Domain 4: Prompt Engineering & Structured Output (20%)

Weight: 20% of scored content

This domain covers designing precise prompts, using few-shot examples for consistency, enforcing structured output with JSON schemas and tool_use, implementing validation-retry loops, batch processing strategies, and multi-pass review architectures.

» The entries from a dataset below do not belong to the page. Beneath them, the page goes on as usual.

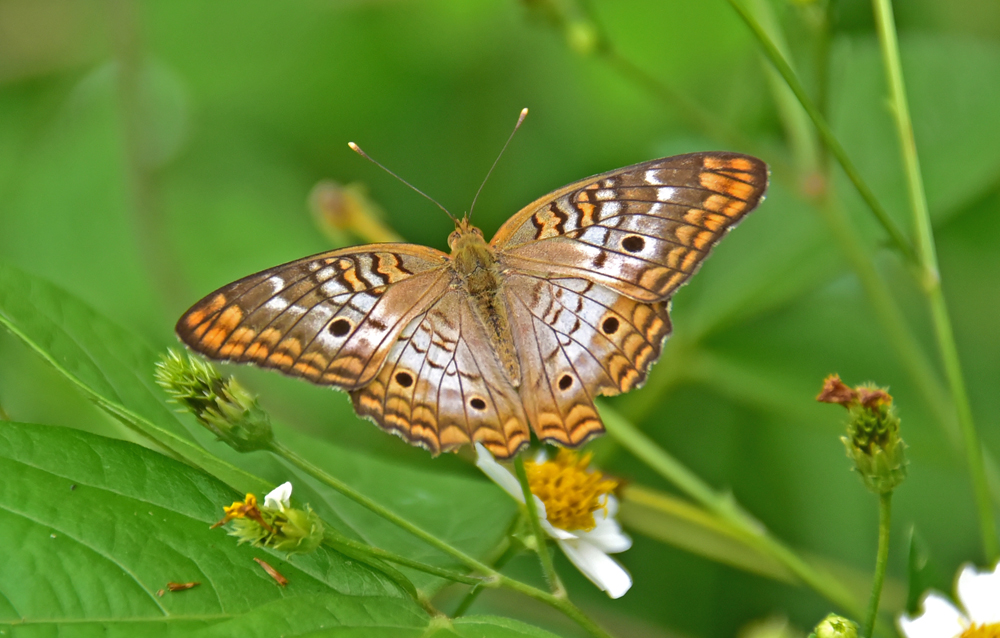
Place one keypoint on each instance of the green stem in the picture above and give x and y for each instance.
(725, 507)
(473, 593)
(881, 560)
(341, 542)
(561, 603)
(927, 259)
(541, 540)
(774, 55)
(379, 509)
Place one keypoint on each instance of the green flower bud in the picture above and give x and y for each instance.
(872, 440)
(276, 524)
(221, 405)
(834, 626)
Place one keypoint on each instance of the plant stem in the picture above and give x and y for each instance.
(473, 593)
(927, 259)
(340, 542)
(561, 603)
(774, 55)
(541, 541)
(557, 600)
(881, 560)
(379, 509)
(725, 507)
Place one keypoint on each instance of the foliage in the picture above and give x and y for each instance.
(151, 152)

Task Statement 4.1: Design prompts with explicit criteria to improve precision and reduce false positives

Explicit Criteria > Vague Instructions

Vague instructions like "be conservative" or "only report high-confidence findings" fail because they give the model no concrete criteria to apply. Explicit criteria define exactly what to flag and what to skip.

# Bad: vague
"Flag comments only when claimed behavior contradicts actual code behavior"

# Good: explicit
"Flag a comment as stale when:
1. The comment describes a return type that doesn't match the function signature
2. The comment references a parameter that no longer exists
3. The comment describes a control flow path that has been removed

Do NOT flag:
- Comments describing intent or rationale (even if implementation changed)
- TODOs or FIXMEs (these are intentionally aspirational)
- Comments on adjacent lines that may refer to nearby code"

The False Positive Trust Problem

High false positive rates in one category undermine developer confidence in all categories — even accurate ones. If your security findings are reliable but your style findings are noisy, developers start ignoring everything.

Strategies for Reducing False Positives

Write specific review criteria that define which issues to report vs. skip — bugs and security yes, minor style and local patterns no
Temporarily disable high false-positive categories while improving prompts for those categories, to restore trust
Define explicit severity criteria with concrete code examples for each severity level to achieve consistent classification

Connection to Other Domains

CI/CD code review integration → see Claude Code Configuration & Workflows
Multi-pass review → see Task Statement 4.6

Task Statement 4.2: Apply few-shot prompting to improve output consistency and quality

Why Few-Shot Examples Work

Few-shot examples are the most effective technique for achieving consistently formatted, actionable output when detailed instructions alone produce inconsistent results. They demonstrate: - Ambiguous-case handling — show the model what to do when the right answer isn't obvious - Output format — demonstrate the exact structure you want - Judgment patterns — help the model generalize to novel cases rather than just matching pre-specified rules

Designing Effective Few-Shot Examples

Include 2–4 targeted examples for ambiguous scenarios. Each example should show reasoning for why one action was chosen over plausible alternatives:

<example>
<customer_message>I bought this last week and the zipper broke already. I want my money back.</customer_message>
<tool_selection>lookup_order</tool_selection>
<reasoning>Customer mentions a recent purchase with a defect. Even though they mention "money back" (which might suggest jumping to process_refund), we must first locate the order to verify purchase date, amount, and return eligibility. Always look up the order before processing any refund.</reasoning>
</example>

<example>
<customer_message>Can you check if my order has shipped? Order #ORD-45678</customer_message>
<tool_selection>lookup_order</tool_selection>
<reasoning>Customer provides an order ID and asks about shipping status. This is a direct order lookup — do NOT call get_customer first since we already have the order identifier.</reasoning>
</example>

Few-Shot Examples for Extraction Tasks

For data extraction, examples should demonstrate correct handling of varied document structures: - Inline citations vs. bibliographies - Narrative descriptions vs. structured tables - Methodology sections vs. embedded details

Include examples showing correct extraction from documents where some fields are absent to train the model to return null rather than fabricating values.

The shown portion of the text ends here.